Judge halts stem-cell research
In a ruling that imperils the future of stem-cell research in the U.S., a federal judge blocked President Obama’s 2009 executive order that expanded embryonic stem-cell research.
In a ruling that cast doubt on the future of stem-cell research in the U.S., a federal judge this week blocked President Obama’s 2009 executive order that expanded embryonic stem-cell research. In responding to a lawsuit by pro-life scientists, Judge Royce C. Lamberth ruled that Obama’s order violated a 1996 law banning the use of federal money for any research that destroys embryos. Obama’s order had allowed federally funded research to be done on embryonic stem cells derived from surplus embryos at fertility clinics. But Lamberth ruled that this distinction was invalid, and that the law prohibits federal funding of any research involving embryo destruction. “This ruling means an immediate disruption of dozens of labs doing this work,” said Dr. George Q. Daley of Children’s Hospital Boston.

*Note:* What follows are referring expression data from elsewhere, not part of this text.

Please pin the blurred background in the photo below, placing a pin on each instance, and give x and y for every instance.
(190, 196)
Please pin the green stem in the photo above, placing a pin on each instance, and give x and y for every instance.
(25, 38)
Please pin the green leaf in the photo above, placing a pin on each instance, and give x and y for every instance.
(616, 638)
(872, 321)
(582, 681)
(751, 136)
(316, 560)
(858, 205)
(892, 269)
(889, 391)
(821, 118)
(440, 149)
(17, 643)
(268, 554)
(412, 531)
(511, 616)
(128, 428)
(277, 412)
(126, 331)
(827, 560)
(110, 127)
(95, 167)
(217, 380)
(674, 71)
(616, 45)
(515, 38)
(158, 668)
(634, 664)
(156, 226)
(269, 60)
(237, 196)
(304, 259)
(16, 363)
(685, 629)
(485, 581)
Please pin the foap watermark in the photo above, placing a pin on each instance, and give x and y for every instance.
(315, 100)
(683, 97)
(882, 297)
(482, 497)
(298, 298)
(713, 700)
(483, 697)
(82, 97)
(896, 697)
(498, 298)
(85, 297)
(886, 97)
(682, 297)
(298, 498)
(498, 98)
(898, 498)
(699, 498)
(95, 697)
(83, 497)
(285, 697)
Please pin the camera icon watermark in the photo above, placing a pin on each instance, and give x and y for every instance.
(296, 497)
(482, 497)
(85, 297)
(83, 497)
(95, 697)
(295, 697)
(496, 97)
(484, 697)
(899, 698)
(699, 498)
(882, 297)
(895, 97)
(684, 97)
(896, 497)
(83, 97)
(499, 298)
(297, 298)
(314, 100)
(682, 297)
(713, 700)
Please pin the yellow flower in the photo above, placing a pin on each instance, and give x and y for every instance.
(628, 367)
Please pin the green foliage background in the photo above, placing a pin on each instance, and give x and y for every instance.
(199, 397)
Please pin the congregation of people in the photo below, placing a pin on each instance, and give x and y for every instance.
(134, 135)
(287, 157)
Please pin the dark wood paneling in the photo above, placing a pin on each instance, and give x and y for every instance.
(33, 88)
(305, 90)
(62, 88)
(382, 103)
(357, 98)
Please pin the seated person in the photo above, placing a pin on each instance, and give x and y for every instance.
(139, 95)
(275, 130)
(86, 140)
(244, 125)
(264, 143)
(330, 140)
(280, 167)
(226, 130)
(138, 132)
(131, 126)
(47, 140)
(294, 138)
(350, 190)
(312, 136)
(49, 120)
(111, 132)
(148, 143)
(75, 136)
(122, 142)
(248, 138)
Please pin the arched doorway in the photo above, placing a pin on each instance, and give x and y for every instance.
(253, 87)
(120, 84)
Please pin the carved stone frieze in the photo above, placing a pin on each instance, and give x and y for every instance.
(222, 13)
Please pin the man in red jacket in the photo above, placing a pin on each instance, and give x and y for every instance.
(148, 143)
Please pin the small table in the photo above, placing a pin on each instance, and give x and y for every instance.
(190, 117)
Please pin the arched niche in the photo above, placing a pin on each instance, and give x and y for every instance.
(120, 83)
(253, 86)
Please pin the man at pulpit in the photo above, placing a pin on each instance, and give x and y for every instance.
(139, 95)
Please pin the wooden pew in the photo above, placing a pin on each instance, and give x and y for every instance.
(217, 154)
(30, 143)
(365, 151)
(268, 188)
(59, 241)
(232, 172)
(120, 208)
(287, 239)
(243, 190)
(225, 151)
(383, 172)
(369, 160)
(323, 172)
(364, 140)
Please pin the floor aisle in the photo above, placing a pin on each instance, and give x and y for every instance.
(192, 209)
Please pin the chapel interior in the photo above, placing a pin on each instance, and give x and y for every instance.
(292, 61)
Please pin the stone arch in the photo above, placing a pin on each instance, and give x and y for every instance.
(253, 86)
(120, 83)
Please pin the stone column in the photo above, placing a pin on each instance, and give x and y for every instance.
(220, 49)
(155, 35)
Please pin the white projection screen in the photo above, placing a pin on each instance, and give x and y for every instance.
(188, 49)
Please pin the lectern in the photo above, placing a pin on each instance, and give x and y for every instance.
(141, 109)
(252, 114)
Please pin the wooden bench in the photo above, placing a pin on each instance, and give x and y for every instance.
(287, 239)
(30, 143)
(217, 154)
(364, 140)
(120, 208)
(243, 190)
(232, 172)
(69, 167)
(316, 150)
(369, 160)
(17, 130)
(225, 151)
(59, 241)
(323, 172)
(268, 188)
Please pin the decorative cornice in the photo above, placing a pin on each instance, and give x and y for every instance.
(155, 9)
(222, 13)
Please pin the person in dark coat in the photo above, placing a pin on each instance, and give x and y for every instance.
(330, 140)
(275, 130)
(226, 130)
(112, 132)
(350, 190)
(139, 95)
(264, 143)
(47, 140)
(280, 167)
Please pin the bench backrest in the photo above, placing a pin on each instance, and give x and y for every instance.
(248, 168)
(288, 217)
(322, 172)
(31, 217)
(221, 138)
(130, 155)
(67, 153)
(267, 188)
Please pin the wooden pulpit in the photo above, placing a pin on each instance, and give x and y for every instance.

Lamberth said his decision would reinstate the “status quo.” But some scientists and lawyers said the ruling was vague and confusing, and might even prohibit research approved under the more restrictive terms of the Bush administration. The Obama administration promised to appeal.
What a “huge overreach,” said The New York Times in an editorial. If Lamberth’s ruling stands, it will be a “serious blow to medical research” and overturn the interpretation of law that has governed stem-cell research for more than a decade. The consequences for research on diabetes, Parkinson’s disease, and spinal cord injuries are truly “ominous.”
We’re all eager for cures, said Adam Keiper and Yuval Levin in National Review Online. But scientific advances must go “hand in hand with respect for life and human dignity.” The law guiding the judge’s decision, the 1996 Dicky-Wicker Amendment, explicitly forbids federal funding for research in which a human embryo is destroyed. At the very least, Obama’s order violated the spirit of that law.
It’s time to end this bitter debate, said David Gibson in PoliticsDaily.com. New research suggests that adult stem cells may be at least as effective as embryonic stem cells. So instead of this endless battle over “which is the greater good—protecting nascent life or extending the lives of afflicted adults and children”—let’s work together to unlock the promise of adult stem cells.